A Python utility for multiprocessing pipelines
Project description
⚡️ Introduction
multipipe is a Python utility that allows you to create pipelines of functions to execute on any given iterable (e.g., lists, generators) by leveraging multiprocessing. multipipe is built on top of multiprocess.
🔌 Requirements
python>=3.8
💾 Installation
pip install multipipe
💡 Examples
Basic usage
from multipipe import Multipipe
def add(x):
return x + 1
def mul(x):
return x * 2
pipe = Multipipe([ add, mul ])
pipe(range(10))
Output:
[ 1, 3, 5, 7, 9, 11, 13, 15, 17, 19 ]
Using partials
Sometimes, you may want to use partials to pass arguments to your functions.
from multipipe import Multipipe
from functools import partial
def add(x, y):
return x + y
def mul(x, y):
return x * y
pipe = Multipipe([ partial(add, y=1), partial(mul, y=2) ])
pipe(range(10))
Output:
[ 1, 3, 5, 7, 9, 11, 13, 15, 17, 19 ]
Complex IO pipeline
In this example, we lazily read data from a JSONl file, execute a pipeline of functions lazily, and write the results to a new JSONl file. In practice, this allows you to process huge files without loading their content into memory all-at-once.
from multipipe import Multipipe
from unified_io import read_jsonl, write_jsonl
# Create a pipeline of functions
pipe = Multipipe([ ... ])
# Read a JSONl file line-by-line as a generator, i.e., lazily
in_data = read_jsonl("path/to/input/file.jsonl", generator=True)

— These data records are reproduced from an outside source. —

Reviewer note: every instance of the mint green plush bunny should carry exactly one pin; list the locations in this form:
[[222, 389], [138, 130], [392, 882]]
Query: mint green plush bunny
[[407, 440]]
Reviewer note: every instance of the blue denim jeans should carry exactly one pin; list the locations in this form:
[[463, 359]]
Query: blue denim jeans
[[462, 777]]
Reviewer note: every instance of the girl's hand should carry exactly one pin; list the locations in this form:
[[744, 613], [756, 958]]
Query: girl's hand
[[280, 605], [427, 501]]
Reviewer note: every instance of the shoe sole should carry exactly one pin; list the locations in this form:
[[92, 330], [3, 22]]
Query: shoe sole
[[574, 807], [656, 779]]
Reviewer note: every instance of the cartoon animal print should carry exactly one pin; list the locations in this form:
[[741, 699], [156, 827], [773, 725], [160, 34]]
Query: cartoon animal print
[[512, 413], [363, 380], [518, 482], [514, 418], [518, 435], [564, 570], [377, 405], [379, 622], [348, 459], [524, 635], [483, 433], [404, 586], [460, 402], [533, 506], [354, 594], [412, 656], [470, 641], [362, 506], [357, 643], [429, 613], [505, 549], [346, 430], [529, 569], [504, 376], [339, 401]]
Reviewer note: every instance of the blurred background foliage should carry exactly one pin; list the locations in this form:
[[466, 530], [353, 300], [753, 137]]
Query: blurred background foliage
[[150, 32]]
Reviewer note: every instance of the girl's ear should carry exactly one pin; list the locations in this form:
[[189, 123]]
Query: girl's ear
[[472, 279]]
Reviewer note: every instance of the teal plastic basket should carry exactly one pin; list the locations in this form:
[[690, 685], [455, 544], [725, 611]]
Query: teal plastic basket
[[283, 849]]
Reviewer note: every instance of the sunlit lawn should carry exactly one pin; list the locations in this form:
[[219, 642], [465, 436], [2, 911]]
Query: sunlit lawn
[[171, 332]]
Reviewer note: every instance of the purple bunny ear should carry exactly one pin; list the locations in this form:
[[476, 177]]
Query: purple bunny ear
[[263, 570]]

# This is still a generator.
# The pipeline will be executed lazily.
out_data = pipe(in_data, generator=True)
# Write a JSONl file from the generator executing the pipeline
write_jsonl(out_data, "path/to/output/file.jsonl")
🎁 Feature Requests
Would you like to see other features implemented? Please, open a feature request.
🤘 Want to contribute?
Would you like to contribute? Please, drop me an e-mail.
📄 License
multipipe is an open-sourced software licensed under the MIT license.